I am reminded of the story of Henrietta Lacks, the African American woman whose cells were harvested WITHOUT HER KNOWLEDGE when she was dying of cancer in 1951, and of whom today a portrait hangs in the National Portrait to remember how her cells—though stolen!–were grown for 67 years and have helped develop the AIDS cocktail, polio vaccine, and treatments for hemophilia, herpes, flu, and leukemia.  We “know not how”—but GOD DOES and CAN do that—and WILL EQUIP US!!  This parable is given witness to in stories like that of Peter, a lost boy of the Sudan, who I met last month, and who described God coming to him without his control.  “We left, boys separated from our families, when I was 11. What was my food?  It was a tree. It was a leaf. It was mud. We stayed 6 years in Ethiopia, often HIDING TO SEEK safety in the river.” Then as violence encroached, Peter was tragically shot in the face by soldiers…but THEN the Red Cross found me, THEN his injury prioritized him for resettlement, THEN he made his way into a congregation in Kentucky.  NOW I HAVE A FAMILY.

 

God WILL equip, because as the next story rolls from Jesus’ lips, he continues to share how GOD’S LOVE IS PERSISTENT; as a weed.

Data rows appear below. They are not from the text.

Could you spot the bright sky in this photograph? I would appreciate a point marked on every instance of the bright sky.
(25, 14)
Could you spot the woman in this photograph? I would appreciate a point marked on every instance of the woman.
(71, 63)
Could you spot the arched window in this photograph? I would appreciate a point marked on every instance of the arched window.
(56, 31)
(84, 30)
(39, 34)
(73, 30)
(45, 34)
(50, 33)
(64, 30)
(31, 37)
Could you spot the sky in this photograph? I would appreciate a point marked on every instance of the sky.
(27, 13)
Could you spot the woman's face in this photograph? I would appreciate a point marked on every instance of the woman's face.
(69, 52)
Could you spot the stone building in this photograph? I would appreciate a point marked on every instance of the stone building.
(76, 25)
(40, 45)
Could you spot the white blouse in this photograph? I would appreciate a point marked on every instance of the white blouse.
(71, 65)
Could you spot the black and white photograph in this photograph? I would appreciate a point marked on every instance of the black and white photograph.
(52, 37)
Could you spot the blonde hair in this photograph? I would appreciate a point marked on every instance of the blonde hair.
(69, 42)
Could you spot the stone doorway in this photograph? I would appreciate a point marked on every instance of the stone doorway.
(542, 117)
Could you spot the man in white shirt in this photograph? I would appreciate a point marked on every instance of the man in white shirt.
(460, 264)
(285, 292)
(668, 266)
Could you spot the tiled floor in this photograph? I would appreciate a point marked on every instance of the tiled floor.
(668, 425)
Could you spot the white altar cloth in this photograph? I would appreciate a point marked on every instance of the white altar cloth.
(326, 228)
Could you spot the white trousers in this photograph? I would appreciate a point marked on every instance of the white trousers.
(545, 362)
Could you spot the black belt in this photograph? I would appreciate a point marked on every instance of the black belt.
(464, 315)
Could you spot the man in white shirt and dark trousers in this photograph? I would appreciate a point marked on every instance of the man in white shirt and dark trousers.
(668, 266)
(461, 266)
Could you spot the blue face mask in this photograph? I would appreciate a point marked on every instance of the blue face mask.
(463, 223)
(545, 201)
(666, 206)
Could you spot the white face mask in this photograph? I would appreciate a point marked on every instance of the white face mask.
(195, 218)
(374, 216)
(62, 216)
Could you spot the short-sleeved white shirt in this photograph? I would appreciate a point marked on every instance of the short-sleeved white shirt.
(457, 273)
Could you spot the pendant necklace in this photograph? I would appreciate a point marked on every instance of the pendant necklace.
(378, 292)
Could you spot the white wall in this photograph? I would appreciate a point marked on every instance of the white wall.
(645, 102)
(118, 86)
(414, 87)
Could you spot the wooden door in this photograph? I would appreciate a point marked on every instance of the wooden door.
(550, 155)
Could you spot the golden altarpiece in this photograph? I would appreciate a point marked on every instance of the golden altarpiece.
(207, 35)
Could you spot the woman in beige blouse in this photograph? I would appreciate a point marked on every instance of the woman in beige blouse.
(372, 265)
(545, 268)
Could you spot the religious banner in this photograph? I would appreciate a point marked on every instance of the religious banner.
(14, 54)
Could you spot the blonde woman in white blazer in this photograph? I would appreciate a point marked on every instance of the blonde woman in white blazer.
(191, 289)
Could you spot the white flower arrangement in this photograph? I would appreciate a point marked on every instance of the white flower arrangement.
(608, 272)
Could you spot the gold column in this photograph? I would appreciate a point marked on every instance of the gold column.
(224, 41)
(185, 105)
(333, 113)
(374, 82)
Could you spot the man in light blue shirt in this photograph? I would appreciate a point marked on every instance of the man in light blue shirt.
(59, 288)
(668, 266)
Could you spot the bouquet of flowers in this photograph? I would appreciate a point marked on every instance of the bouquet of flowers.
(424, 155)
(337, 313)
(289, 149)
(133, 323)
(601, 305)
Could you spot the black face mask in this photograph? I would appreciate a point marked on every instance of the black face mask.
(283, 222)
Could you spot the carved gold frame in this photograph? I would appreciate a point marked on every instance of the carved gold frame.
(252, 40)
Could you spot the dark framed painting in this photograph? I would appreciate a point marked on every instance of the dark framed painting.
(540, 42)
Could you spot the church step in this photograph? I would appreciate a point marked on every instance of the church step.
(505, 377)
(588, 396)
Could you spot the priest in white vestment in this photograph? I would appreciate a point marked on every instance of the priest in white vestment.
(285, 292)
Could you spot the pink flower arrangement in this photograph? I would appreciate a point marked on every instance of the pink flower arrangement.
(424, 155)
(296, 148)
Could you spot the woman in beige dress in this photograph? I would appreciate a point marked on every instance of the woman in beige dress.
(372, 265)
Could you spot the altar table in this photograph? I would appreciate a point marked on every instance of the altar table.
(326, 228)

Theologian John Dominic Crossan says about the mustard seed that it is not so much ‘large’ as it is ‘invasive’—(we might say, it finds its hiding places!!) and with shoots that can take over the surrounding area!  Those who were NOT Jesus followers must have gotten the point that God’s love wasn’t sweet and submissive (ready to just take any abuse), but it was/is AGGRESSIVE to grow, SUBVERSIVE to push out the “carefully planted seeds” of the Romans, so that God’s love WILL find ways to win over any powers of the world intent on their own profits or causing pain!  Look at verse 32, it is happening in the PRESENT TIME, there are “s”es on these verbs!—it growS, it becomeS, it putS forth, so birds can make nests and find a safe, comforting, protective hiding place to LIVE.

 

On this morning, I can only imagine what this could mean to PRINCE, a Marylander for many years, married to a US Citizen, who was originally from the Central African Republic.  Our DMV Sanctuary Congregations are working with him because he was put into detention weeks ago in Glen Burnie, and last Thursday night (without an ability to call his wife), they tried to deport him.  He resisted and refused, they beat him, he was eventually returned to Maryland.  And he, and WE who’d like to help him, PRAY TO CONTINUE TO FEEL THE MUSTARD SEED’S INVASIVE, ALWAYS PRESENT, GROWING POWER!

 

And we pray he is strengthened by how these parables remind us that God’s power is MYSTERIOUS.  Above ground, it may not even yet be

barely visible, but God’s power reminds it is from a seed Underground where life is found, which offers hope of life to the birds, to others as it grows.  In its mystery, we may say God’s power is VOLCANIC; perhaps not seen on the surface–but BURSTING WITH LIFE BELOW, it will show in God’s time.  Josiah Hinson and Harriet Tubman knew the power, near this very area, of the UNDERGROUND Railroad to offer hope in dark times, and as persons traveled in the dark of night, HIDING TO SEEK safety.  And a Dreamer, among the thousands who streamed to the Capitol throughout the Fall till early Spring to give witness to their strengths and need for lasting protection, seemed to know and be seeking that mysterious power of God when—on the “deadline day for a vote,” deeply disappointed with inaction, and standing in front of the Capitol, his shirt silently witnessed through the words of an old Mexican proverb—“They tried to bury us.  They didn’t know we were SEEDS.”

 

With many HIDING, and SEEKING safety and hope, how may we be ready to cooperate with the beyond our control, presently and invasive, often underground but bursting with power, LOVE OF GOD, to become “SEEK-RET SEEDS” of hope?